Root & Bone Redefines Southern Comfort in Alphabet City
For a long time now, 200 East Third Street, a skinny parcel of real estate nestled between Avenues A and B, has been home to some of the city’s best Southern Comfort cooking. But for a good 15 of those years, the plates piled high with fried chicken, collard greens, cornbread and mac & cheese came courtesy of Mama’s Food Shop, a cheap and cheerful neighborhood institution, forced to shutter in 2012 in the face of rapid neighborhood gentrification and steeply rising rents. Less than two years later, and the heady scent of pork fat and chicken grease is wafting through the windows once again, but this time, it’s via the building’s newest tenants, Root & Bone, and they’ve attached a much dearer price to their biscuits and meatloaf.
As opposed to the cash-poor college students, hollow-eyed punk musicians and starving artists that used to haunt Mama’s, it’s hype, not value, that drives Root & Bone’s roster of chicly-dressed eaters. Even on an especially frigid and blustery Tuesday, they inevitably show up in such droves, that we were lucky to score a stool for one by the window, perched precariously by the waiting mob at the entrance, and fully exposed to drafts from the incessantly opening door.
They come for the Fried Chicken, heralded by many as one of Manhattan’s best new birds. And indeed, it’s awfully impressive, brined in sweet tea, slathered in Tabasco honey, and ingeniously anointed with lemon “dust,” that cuts a bright, citrusy swath through the oily mouthfuls of crust, flesh and skin.
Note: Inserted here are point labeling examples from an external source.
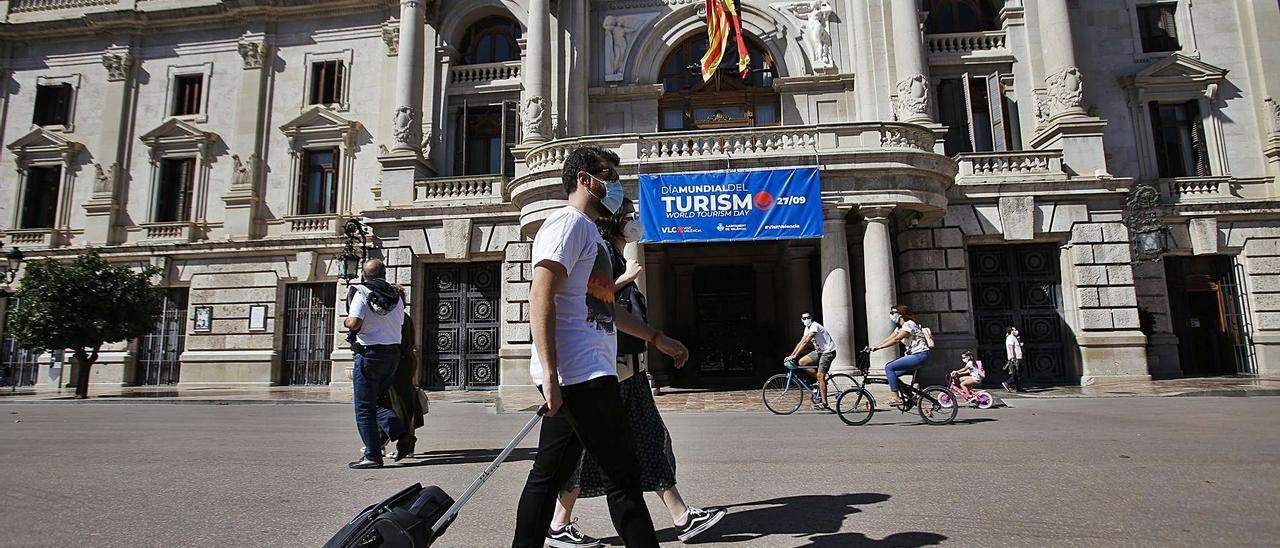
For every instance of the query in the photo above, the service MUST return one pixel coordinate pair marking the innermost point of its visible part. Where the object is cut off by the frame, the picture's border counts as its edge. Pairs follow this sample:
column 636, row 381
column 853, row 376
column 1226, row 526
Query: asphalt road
column 1091, row 471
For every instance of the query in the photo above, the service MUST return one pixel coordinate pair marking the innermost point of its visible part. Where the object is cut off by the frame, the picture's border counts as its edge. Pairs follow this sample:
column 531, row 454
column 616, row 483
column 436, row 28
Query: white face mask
column 632, row 231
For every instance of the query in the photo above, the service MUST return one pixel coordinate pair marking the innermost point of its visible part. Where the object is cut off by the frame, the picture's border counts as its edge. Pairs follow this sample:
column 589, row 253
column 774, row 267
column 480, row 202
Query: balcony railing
column 1024, row 163
column 49, row 5
column 469, row 190
column 484, row 73
column 967, row 44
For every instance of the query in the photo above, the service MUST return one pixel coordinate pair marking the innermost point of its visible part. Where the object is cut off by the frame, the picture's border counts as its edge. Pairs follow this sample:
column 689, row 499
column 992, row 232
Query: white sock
column 684, row 519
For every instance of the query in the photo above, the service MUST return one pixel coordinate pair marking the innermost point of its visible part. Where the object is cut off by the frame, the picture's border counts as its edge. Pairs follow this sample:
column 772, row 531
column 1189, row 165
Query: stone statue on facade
column 616, row 42
column 816, row 32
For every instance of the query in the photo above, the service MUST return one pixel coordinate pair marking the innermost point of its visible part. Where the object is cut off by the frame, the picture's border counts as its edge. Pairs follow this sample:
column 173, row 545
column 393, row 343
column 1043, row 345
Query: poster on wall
column 725, row 206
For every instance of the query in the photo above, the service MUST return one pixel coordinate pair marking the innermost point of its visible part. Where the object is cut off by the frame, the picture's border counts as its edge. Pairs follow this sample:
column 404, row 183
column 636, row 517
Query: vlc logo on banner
column 776, row 204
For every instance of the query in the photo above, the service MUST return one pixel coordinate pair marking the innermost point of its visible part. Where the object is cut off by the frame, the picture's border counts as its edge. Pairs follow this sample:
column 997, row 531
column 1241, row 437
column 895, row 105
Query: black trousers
column 590, row 419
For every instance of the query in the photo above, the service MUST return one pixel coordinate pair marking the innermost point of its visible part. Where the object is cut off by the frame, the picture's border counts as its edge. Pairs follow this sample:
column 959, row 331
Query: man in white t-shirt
column 1014, row 360
column 574, row 323
column 823, row 352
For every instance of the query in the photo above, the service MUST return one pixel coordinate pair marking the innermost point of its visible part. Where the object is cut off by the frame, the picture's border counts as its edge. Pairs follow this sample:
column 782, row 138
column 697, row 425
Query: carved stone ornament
column 533, row 118
column 405, row 127
column 104, row 179
column 391, row 36
column 243, row 176
column 816, row 18
column 252, row 53
column 913, row 99
column 118, row 64
column 1065, row 90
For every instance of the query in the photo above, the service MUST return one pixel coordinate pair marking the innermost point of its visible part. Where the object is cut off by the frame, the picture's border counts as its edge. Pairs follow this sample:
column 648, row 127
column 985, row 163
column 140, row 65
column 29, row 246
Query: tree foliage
column 83, row 305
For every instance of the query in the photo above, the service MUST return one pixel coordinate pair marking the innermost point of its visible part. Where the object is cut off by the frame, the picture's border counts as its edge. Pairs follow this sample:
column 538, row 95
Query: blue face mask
column 613, row 193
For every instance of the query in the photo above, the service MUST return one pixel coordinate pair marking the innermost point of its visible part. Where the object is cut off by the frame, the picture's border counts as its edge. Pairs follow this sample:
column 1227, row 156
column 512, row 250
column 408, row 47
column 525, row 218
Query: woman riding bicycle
column 906, row 332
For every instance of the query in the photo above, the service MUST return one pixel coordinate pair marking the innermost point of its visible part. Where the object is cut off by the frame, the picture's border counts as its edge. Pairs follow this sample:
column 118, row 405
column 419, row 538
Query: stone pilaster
column 910, row 64
column 535, row 106
column 878, row 272
column 837, row 305
column 243, row 195
column 101, row 210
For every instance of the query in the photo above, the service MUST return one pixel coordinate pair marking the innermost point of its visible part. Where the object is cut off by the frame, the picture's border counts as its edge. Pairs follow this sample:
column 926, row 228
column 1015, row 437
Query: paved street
column 1063, row 471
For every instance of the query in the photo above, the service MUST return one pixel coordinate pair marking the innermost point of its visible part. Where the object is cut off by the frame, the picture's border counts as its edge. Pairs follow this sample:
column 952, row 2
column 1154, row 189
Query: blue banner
column 776, row 204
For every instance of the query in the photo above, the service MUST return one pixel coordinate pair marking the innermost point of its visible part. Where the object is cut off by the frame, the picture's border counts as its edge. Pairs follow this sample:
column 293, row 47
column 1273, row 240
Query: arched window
column 725, row 101
column 490, row 40
column 960, row 16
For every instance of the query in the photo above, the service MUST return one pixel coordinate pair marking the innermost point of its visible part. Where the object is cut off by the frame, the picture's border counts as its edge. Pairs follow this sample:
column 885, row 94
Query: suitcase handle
column 484, row 476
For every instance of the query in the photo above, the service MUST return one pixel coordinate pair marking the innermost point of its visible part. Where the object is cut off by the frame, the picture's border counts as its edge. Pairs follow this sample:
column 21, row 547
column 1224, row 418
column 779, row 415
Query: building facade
column 988, row 163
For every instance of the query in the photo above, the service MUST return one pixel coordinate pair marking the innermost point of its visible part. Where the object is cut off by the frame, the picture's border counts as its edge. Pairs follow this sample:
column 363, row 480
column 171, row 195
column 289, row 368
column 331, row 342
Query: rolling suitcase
column 417, row 515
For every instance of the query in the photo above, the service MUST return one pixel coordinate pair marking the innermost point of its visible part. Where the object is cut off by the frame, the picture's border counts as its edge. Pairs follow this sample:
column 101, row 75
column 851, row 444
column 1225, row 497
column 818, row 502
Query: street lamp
column 352, row 257
column 13, row 261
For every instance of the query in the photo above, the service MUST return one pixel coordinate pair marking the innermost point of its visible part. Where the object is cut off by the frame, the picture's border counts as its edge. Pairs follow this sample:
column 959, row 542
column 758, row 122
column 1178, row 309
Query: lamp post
column 352, row 257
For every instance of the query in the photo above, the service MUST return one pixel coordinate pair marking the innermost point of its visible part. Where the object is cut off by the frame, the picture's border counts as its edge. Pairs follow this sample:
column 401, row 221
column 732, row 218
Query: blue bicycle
column 784, row 393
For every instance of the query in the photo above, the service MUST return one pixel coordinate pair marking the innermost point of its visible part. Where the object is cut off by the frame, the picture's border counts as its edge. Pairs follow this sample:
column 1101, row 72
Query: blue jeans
column 371, row 379
column 903, row 365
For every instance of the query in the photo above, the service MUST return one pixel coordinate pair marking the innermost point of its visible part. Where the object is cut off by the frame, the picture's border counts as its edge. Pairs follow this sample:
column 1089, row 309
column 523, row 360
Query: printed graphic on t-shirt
column 599, row 292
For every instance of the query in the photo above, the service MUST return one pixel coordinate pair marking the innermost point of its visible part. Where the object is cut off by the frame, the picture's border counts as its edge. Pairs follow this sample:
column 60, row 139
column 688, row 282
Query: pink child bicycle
column 978, row 398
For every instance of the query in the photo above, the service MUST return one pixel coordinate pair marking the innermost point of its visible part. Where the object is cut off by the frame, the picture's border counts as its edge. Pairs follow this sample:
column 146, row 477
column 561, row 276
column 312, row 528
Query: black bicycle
column 855, row 406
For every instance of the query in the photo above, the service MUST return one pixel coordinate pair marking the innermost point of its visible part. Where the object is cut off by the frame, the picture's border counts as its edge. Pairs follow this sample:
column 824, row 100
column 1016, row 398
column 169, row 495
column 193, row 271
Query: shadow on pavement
column 810, row 520
column 446, row 457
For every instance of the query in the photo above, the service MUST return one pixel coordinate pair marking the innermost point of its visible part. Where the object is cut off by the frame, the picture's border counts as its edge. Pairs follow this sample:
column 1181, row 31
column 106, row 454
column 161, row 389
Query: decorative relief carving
column 533, row 118
column 405, row 128
column 252, row 53
column 913, row 99
column 620, row 33
column 118, row 64
column 816, row 17
column 391, row 36
column 1065, row 90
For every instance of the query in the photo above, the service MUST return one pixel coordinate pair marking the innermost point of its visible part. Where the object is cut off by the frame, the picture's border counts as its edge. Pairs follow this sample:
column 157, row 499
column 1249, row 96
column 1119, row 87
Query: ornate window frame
column 177, row 138
column 1176, row 78
column 74, row 81
column 310, row 59
column 42, row 147
column 1185, row 30
column 321, row 128
column 206, row 72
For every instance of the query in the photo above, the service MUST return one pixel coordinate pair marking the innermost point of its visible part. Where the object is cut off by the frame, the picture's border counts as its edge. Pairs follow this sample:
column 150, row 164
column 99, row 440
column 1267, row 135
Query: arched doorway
column 727, row 100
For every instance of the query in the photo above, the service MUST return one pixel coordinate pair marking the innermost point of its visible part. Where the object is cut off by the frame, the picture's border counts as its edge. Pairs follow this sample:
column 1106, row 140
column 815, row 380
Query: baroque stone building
column 977, row 159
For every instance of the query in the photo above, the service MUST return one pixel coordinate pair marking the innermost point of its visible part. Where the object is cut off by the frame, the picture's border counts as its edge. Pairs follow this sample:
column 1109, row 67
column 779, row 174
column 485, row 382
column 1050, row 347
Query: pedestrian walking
column 649, row 437
column 405, row 393
column 376, row 314
column 1014, row 360
column 572, row 323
It’s served by the half or whole bucket, but since you’ve doubtless waited long enough for your table, always go for the whole — it’ll taste just as good the next day. Other notable items include the Gooey Corn Spoonbread, a decadent casserole bound together with whipped buttermilk and cheddar cheese and served in its own cast iron pan, Seared Local Fish (most recently, skate), plated with mushrooms, English peas, and a sweet, concentrated Vidalia onion butter, and a hearty Rainbow Beet and Root Salad, dolloped with ricotta crème and strewn with smoky candied pecans. Wash it all down with whiskey-based cocktails like the “Kill Devil Hills;” bourbon, campari, oleo saccherum, and
sparkling wine, sprinkled with nutmeg. Did I mention it’s served in a teacup?
All in all, it’s difficult — and not particularly fair — to take issue with Root & Bone, which serves inarguably delicious, southern-inspired food to the new guard of Alphabet City. But with every house-infused tipple, every chef-y dish addition, like toasted benne seed sea salt, black pepper marshmallow, and Brooklyn lager jus, it’s hard not to mourn the memory of Mama’s, and the simple, unfussed culinary pleasures associated with old New York.